Sebelum Ponirah pulang, Pak Aridin menyuruhnya meminta maaf kepada Herman, dan Ponirah segera menolaknya mentah-mentah, tentu saja. Ditinggalkannya ruang BK itu tanpa berpamitan. Menurutnya, apa yang dilakukannya sudah benar. Perempuan harus mampu menjaga dirinya sendiri, atau menjaga perempuan lainnya, itu jika mampu. Nyonya Noto pernah mengatakan ini: jangan berharap terlalu banyak kepada kaum laki-laki. Soal perempuan, mereka lebih suka memanfaatkan daripada memenuhi kewajibannya.

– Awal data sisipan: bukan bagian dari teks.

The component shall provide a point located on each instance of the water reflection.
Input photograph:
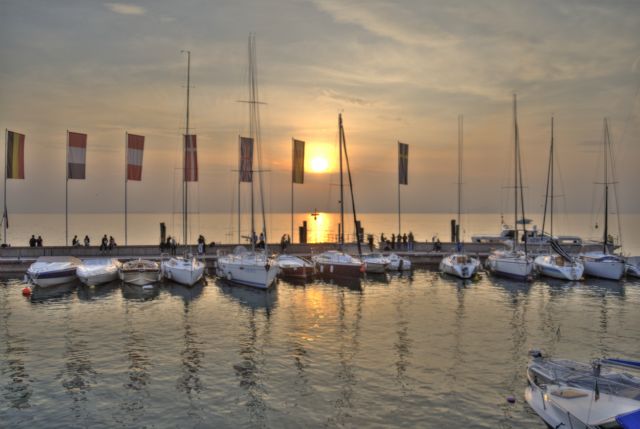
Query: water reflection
(17, 390)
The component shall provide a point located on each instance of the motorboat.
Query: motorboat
(559, 265)
(185, 270)
(333, 263)
(398, 263)
(295, 267)
(603, 265)
(460, 265)
(633, 266)
(249, 268)
(95, 271)
(53, 270)
(140, 272)
(375, 263)
(602, 395)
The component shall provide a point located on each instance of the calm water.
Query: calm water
(401, 351)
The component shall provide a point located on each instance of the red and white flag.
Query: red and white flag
(190, 158)
(135, 149)
(76, 155)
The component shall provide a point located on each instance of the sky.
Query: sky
(396, 70)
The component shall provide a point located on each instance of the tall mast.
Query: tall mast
(185, 188)
(341, 229)
(606, 188)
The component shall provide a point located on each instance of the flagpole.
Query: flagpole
(6, 169)
(399, 222)
(66, 196)
(293, 156)
(126, 180)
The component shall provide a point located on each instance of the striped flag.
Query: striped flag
(15, 155)
(298, 161)
(190, 158)
(246, 159)
(135, 149)
(403, 163)
(76, 155)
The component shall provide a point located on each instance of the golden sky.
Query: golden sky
(397, 71)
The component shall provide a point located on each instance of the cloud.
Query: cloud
(126, 9)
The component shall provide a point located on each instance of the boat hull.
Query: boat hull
(52, 278)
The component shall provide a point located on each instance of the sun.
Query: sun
(319, 164)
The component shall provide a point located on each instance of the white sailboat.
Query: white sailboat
(459, 264)
(569, 394)
(601, 263)
(333, 263)
(185, 270)
(558, 264)
(254, 268)
(514, 263)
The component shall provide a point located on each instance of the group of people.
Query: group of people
(75, 242)
(397, 242)
(35, 242)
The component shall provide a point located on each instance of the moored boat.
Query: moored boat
(295, 267)
(95, 271)
(140, 272)
(571, 394)
(53, 270)
(184, 270)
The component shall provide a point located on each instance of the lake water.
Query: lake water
(143, 228)
(415, 350)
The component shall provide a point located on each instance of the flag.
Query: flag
(76, 155)
(246, 159)
(403, 163)
(190, 158)
(15, 155)
(298, 161)
(135, 148)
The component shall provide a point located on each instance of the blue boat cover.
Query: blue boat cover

Jarak antara sekolah dengan dengan Yayasan Darma Bhakti tidak terlalu jauh, bisa ditempuh dengan berjalan kaki. Tidak sampai lima belas menit, Ponirah sudah sampai di rumah. Dia memasuki ruang tengah itu dengan cara berjingkat-jingkat, takut ketahuan. Nyonya Noto suka marah jika ada penghuni yayasan yang membolos dengan alasan yang tak jelas. Apalagi kalau nanti Nyonya Noto tahu alasan yang sebenarnya. Namun, belum juga sempat memasuki kamarnya, terdengar suara langkah kaki sedang menuju dapur. Dan ketika Ponirah membalikkan badannya, dilihatnya Nyonya Noto sedang melotot, bola matanya hampir copot.

“Kenapa jam segini sudah pulang?” tanyanya.

Ponirah tak segera menjawab, dan hanya bisa cengar-cengir seperti maling jemuran yang tertangkap basah. Dipeluknya tas sekolah itu sambil menggoyang-goyangkan pingggangnya seperti penari holahop.